McQueen would collaborate with Fassbender again on Shame (2011), a story on the destructive power of sex addiction with all the iciness and viscerality of their previous film but laced with an added sense of neurosis. In its depiction of a slick city boy hiding his perversion behind perfectly moisturised skin and expensive tailoring, Shame offers similarities to Patrick Bateman of American Psycho – affluent white men trying in vain to ravenously plug internal vacuums with carnal gluttony – sending them deeper into the abyss. With Sean Bobbit as DoP, Shame moves with the same visual economy as Hunger, embracing single, long takes without a hint of gratuity or indulgence.

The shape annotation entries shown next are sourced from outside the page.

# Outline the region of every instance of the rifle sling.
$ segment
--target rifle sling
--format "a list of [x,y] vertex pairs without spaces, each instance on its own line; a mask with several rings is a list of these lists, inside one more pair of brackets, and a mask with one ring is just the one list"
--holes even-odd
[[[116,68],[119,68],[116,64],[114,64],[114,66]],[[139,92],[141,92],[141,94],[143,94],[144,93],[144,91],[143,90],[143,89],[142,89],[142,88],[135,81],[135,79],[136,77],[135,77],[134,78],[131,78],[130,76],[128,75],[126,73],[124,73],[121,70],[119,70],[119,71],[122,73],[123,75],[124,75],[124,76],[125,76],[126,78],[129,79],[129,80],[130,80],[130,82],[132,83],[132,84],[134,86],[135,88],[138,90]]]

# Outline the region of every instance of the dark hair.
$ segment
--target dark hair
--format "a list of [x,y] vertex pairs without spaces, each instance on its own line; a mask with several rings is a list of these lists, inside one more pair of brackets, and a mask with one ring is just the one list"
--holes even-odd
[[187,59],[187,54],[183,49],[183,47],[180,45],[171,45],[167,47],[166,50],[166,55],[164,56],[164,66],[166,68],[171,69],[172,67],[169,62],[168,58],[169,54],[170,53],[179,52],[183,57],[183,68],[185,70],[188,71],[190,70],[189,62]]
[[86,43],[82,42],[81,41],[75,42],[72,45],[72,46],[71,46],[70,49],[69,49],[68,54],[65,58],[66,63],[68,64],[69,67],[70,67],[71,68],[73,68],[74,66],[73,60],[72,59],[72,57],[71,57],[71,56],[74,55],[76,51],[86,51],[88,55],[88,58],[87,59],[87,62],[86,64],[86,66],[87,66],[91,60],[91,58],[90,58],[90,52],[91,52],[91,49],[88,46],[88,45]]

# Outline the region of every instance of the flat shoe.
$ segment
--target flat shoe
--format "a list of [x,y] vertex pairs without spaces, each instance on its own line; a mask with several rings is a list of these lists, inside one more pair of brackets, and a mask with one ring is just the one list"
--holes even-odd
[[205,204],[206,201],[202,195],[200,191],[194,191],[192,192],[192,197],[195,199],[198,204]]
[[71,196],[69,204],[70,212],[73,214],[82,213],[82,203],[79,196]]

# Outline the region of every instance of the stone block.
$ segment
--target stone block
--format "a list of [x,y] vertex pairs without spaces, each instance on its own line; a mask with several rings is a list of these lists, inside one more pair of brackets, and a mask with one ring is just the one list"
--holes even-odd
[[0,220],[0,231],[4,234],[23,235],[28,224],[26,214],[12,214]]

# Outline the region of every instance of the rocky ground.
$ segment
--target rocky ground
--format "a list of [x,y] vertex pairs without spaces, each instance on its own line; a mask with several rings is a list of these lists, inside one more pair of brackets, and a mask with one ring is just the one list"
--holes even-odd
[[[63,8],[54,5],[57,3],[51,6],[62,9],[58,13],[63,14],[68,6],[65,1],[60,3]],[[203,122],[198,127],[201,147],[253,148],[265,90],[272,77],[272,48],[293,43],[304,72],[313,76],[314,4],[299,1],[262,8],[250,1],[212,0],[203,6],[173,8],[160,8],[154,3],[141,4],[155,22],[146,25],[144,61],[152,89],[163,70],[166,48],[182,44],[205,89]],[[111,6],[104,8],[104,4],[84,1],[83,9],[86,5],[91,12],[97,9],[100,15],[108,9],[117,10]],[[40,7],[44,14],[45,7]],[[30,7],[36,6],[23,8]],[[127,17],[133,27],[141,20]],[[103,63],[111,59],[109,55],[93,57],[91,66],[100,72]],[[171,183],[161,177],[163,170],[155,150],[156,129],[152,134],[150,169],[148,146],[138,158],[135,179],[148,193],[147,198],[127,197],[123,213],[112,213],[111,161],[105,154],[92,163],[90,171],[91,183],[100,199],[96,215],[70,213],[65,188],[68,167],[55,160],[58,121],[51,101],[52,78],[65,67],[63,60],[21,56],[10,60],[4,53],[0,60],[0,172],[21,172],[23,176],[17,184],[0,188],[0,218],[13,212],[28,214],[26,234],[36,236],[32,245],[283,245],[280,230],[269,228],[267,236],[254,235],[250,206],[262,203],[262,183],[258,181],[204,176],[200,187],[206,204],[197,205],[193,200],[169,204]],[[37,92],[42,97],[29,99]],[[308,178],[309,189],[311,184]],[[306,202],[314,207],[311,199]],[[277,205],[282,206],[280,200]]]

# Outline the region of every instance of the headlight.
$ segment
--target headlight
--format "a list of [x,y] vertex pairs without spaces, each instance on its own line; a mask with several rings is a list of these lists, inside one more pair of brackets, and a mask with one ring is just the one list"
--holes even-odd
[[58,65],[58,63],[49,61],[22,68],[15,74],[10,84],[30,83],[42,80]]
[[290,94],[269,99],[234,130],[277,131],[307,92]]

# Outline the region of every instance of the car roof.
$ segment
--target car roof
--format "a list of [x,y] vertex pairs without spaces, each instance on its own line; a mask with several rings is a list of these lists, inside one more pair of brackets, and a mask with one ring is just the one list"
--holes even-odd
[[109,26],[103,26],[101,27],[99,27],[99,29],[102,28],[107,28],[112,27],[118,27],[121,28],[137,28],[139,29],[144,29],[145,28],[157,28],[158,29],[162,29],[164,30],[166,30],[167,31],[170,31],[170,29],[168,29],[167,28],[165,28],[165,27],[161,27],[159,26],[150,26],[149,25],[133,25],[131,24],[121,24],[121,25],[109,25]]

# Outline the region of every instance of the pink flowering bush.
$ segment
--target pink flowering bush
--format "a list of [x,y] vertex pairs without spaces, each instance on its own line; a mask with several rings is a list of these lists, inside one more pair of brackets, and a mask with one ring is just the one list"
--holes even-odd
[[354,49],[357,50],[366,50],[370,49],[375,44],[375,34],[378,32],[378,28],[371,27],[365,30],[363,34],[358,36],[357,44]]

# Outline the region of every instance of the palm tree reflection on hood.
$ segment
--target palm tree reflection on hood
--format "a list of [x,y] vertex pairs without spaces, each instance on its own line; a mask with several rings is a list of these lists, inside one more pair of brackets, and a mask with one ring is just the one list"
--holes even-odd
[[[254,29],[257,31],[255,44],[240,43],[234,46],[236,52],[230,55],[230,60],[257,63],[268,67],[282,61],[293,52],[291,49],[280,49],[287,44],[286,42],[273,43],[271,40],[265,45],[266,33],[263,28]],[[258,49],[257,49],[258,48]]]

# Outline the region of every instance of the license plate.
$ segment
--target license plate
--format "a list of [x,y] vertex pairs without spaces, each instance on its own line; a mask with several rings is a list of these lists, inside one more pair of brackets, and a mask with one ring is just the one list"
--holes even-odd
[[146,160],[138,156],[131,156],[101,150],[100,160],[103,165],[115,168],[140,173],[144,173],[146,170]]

It wasn’t until 12 Years A Slave (2013) that Steve McQueen broke into Hollywood, though the film itself can hardly be considered mainstream. Adapted from an 1853 slave memoir by Solomon Northup (played by Chiwetel Ejiofor, who stars alongside Lupita Nyong’o), the film follows a free African-American man kidnapped in 1841 by two conmen and sold into slavery, where he spent the next dozen years working on antebellum plantations. The film has become somewhat of a modern classic, winning three Academy Awards and ranking near the top of several ‘best films of the century so far’ lists.
With his most recent film, Widows, McQueen proved once again that as a director he eschews signature or straight forward categorisation. Adapting Lynda La Plante’s groundbreaking TV series from 80s London to contemporary Chicago, the widows of three recently deceased gangsters take up the mantle of their late husbands to pull off a robbery that will give each of them a fresh start. Expertly shot by Bobbit and co-scripted by Gone Girl author Gillian Flynn, it’s an empowering message on collective female power and racial class played out through classic tropes of the heist genre. Though it lacks some of the raw, unfettered moments of his earlier work, Widows demonstrates the dexterous versatility of McQueen and his ability to draw out magnificent performances from his casts.
Be sure to look out for his forthcoming project for the BBC, Small Axe, a series of six episodes on the real-life experiences of London’s West Indian community between 1969 and 1982.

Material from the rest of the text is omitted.